### Import Library

In [1]:
import pandas as pd
import os

### Rename the Dataset Images

In [2]:
# Get the root directory path
root_path = os.getcwd()

# Get the absolute adience directory path
adience_path = os.path.join(root_path, "adience")

# Loop through all the image directories in adience dataset
for image_dir in os.listdir(adience_path):

    image_dir = os.path.join(adience_path, image_dir)

    if os.path.isdir(image_dir):
        filenames = os.listdir(image_dir)

        # Rename each images in the dataset
        for image_filename in filenames:
            target_filename = image_filename.split(sep='.', maxsplit=2)[-1]

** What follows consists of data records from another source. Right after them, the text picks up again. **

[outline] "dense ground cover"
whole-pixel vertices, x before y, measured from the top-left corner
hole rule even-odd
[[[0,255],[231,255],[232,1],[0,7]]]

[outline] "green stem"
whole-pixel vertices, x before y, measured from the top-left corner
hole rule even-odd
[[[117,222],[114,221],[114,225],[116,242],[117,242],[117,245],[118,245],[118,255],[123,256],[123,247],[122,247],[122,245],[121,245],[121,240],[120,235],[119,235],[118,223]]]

            if target_filename == "jpg": continue

            old_name = os.path.join(image_dir, image_filename)
            new_name = os.path.join(image_dir, target_filename)

            try:
                os.rename(old_name, new_name)
            except:
                os.remove(new_name)
                os.rename(old_name, new_name)
                print("removed duplicate")

### Import Dataset Metadata

In [3]:
# Specify the age group map
age_group_map = {
    '(0, 2)': 0,
    '(4, 6)': 1,
    '(8, 12)': 2,
    '(15, 20)': 3,
    '(25, 32)': 4,
    '(38, 43)': 5,
    '(48, 53)': 6,
    '(60, 100)': 7,
}

# Specify the gender map
gender_map = {
    'f': 0,
    'm': 1,
}

In [4]:
path = []
age = []
gender = []

# Read the 5-fold-cross-validation metadata txt file and merge together
for i in range(1):
    with open(f"./adience/fold_{i}_data.txt") as file:
        for line in file.readlines():
            line_data = line.split()
            
            # Skip header line
            if line_data[0] == 'user_id': continue

            p = "/".join(line_data[:2])
            a = " ".join(line_data[3:5])
            g = line_data[5]

            if not os.path.isfile(os.path.join(adience_path, p)) or g not in list(gender_map.keys()) or a not in list(age_group_map.keys()): continue

            path.append(p)

            age.append(a)

            gender.append(g)


In [5]:
# Create a pandas dataframe
df = pd.DataFrame({
    "image_path": path,
    "gender": gender,
    "age": age,
})

In [6]:
# Preprocessing the df data
df['gender'] = df['gender'].apply(lambda g: gender_map[g])
df['age'] = df['age'].apply(lambda a: age_group_map[a])

In [9]:
# Export preprocessed dataframe
df.to_csv("./adience/preprocessed_data.csv", index=False)